All case studies

Designing prompt enhancement for an AI design tool

How I redesigned a feature that pivoted ten times in one working week, and what I learned about the limits of UX in AI products.

Company

Renovate AI

Platform:

Mobile and web

Status:

Final prototype. Usability testing scoped, not yet run

Timeline

One intensive design cycle

Preview

studio.renovateai.app

TL;DR

Renovate AI users edit interior spaces with text prompts, but prompts were either too vague or too rambling, both producing bad results. The dev team had built a modal-based "Improve / Simplify" solution before I got involved.

I was pulled in to critique it and redesign it. What followed was the most pivot-heavy project I've worked on.
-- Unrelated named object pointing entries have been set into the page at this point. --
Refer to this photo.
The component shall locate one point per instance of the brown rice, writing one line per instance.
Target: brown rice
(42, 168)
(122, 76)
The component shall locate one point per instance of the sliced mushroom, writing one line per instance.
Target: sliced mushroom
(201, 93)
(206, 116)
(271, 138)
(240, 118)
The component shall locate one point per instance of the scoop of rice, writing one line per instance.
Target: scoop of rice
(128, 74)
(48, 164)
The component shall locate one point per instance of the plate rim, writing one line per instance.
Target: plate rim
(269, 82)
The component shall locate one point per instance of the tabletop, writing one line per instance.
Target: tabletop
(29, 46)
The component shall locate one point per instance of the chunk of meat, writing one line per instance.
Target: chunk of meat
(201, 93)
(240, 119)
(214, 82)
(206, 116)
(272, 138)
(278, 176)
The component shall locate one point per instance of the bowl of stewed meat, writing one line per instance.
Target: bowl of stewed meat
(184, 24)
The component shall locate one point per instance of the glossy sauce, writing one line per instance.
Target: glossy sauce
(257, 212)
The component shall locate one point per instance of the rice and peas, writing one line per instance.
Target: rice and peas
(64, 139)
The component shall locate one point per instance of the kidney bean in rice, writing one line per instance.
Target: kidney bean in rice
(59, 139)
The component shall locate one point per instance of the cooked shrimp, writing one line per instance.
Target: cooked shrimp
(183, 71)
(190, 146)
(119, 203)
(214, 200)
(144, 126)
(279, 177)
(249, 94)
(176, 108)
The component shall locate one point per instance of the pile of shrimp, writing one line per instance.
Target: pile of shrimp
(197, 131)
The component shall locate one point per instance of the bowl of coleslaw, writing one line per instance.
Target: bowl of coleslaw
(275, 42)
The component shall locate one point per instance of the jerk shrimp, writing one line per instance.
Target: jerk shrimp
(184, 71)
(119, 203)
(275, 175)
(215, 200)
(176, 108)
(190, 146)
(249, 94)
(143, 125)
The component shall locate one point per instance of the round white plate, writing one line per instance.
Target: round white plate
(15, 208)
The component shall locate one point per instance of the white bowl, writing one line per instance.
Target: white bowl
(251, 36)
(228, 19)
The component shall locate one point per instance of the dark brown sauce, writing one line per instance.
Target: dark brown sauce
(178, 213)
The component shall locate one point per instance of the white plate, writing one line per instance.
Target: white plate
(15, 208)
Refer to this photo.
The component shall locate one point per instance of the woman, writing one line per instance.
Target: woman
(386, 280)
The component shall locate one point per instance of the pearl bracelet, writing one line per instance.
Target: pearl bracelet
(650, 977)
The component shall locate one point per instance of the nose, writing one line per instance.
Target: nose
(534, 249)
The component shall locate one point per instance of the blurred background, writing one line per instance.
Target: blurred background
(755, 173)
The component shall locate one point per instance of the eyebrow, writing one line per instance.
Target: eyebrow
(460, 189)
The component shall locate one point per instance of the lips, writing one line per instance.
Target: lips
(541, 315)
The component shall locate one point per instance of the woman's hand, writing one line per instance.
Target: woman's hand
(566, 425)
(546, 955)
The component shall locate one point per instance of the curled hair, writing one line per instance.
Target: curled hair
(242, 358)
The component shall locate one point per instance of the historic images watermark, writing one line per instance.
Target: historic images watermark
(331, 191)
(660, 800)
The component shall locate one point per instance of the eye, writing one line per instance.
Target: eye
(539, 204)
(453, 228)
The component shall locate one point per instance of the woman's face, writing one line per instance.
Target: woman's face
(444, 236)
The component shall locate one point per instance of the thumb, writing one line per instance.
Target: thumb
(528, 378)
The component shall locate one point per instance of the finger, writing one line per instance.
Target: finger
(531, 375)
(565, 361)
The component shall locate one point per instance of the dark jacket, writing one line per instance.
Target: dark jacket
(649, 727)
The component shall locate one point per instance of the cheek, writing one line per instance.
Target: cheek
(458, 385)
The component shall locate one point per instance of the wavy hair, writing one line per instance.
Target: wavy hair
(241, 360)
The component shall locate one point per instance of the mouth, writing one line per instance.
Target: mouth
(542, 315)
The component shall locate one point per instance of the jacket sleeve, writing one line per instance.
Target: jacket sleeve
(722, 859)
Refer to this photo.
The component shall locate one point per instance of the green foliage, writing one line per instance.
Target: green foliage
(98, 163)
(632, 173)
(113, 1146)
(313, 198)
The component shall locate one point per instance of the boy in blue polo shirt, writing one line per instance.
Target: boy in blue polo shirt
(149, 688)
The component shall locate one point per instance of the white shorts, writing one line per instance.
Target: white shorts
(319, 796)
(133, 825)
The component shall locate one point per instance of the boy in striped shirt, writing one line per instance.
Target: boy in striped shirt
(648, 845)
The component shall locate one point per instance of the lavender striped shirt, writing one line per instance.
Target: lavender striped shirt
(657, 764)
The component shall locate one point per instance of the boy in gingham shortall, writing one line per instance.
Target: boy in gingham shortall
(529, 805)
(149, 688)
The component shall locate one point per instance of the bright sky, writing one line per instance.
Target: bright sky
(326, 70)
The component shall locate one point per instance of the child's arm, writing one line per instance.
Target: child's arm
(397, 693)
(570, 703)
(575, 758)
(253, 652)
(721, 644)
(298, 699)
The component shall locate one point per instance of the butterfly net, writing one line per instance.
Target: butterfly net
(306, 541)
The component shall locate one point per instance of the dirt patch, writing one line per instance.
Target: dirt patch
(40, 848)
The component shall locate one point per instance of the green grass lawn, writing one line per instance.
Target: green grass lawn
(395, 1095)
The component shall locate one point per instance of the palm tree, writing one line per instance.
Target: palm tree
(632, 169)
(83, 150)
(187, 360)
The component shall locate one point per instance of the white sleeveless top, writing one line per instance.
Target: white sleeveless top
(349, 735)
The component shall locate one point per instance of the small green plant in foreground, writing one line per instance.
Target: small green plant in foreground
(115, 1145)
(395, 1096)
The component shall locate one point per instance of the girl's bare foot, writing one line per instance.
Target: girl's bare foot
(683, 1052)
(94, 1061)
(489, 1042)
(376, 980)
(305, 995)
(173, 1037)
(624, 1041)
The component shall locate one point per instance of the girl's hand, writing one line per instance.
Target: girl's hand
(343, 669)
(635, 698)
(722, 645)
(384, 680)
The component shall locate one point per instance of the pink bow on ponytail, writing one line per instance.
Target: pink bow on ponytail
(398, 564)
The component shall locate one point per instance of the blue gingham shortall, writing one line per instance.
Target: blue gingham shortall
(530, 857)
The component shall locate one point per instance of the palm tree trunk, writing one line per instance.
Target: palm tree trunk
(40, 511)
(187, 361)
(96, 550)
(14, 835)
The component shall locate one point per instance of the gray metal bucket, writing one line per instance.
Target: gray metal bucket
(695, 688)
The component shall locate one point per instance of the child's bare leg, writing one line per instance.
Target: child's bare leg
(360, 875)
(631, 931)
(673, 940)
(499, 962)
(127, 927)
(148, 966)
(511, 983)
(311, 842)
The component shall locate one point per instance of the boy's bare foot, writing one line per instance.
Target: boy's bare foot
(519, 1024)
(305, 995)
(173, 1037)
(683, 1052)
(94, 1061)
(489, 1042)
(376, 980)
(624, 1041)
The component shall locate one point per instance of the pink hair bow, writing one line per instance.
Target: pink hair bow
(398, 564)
The final design is a lightweight "Refine" affordance offering two AI-assisted prompt actions, with deliberate consistency across mobile and web. The most useful thing I took from the project was not the final UI. It was the moment I realized the biggest problem had nothing to do with UX.

Context

Renovate AI (RAI) lets homeowners, real estate agents, and interior designers generate and edit images of spaces from text. Users either start from a generated image or upload their own, then iterate with targeted edits like "change the coffee table to marble" or "swap the sofa for a cream sectional."

The feature sits on two surfaces:

Generation (mostly web): users write long descriptive prompts for whole rooms

Edit (mobile and web): users make targeted changes

It also coexists with a materials library (accessible via @ mention), an inspiration library, a history feature, and a "Renovation Spectrum" slider that controls how aggressively the AI deviates from the source image.

The inherited problem

The dev team had already shipped an initial design. A "Complex prompt" warning banner triggered next to a permanent "Prompt Enhance" button. Tapping either opened a modal with Improve and Simplify side by side.

I was asked to critique it. Four things jumped out:

Two nudges, one job. The warning banner and the Enhance button competed for the same intent. Users wouldn't know which to use, and a warning banner is a weird pattern for a helpful feature.

The "Improve" output rewrote user intent. This is the one that mattered most, and I'll come back to it. The sample Improve output substituted the user's stated preferences. Beige and cream neutrals became "industrial-chic exposed brick with cognac leather." Any UX on top of that is polish on a broken foundation.

Two options felt undercooked. Gmail's Help Me Write offers four (Polish, Formalize, Elaborate, Shorten). Notion has six. Improve and Simplify sound different but do similar work.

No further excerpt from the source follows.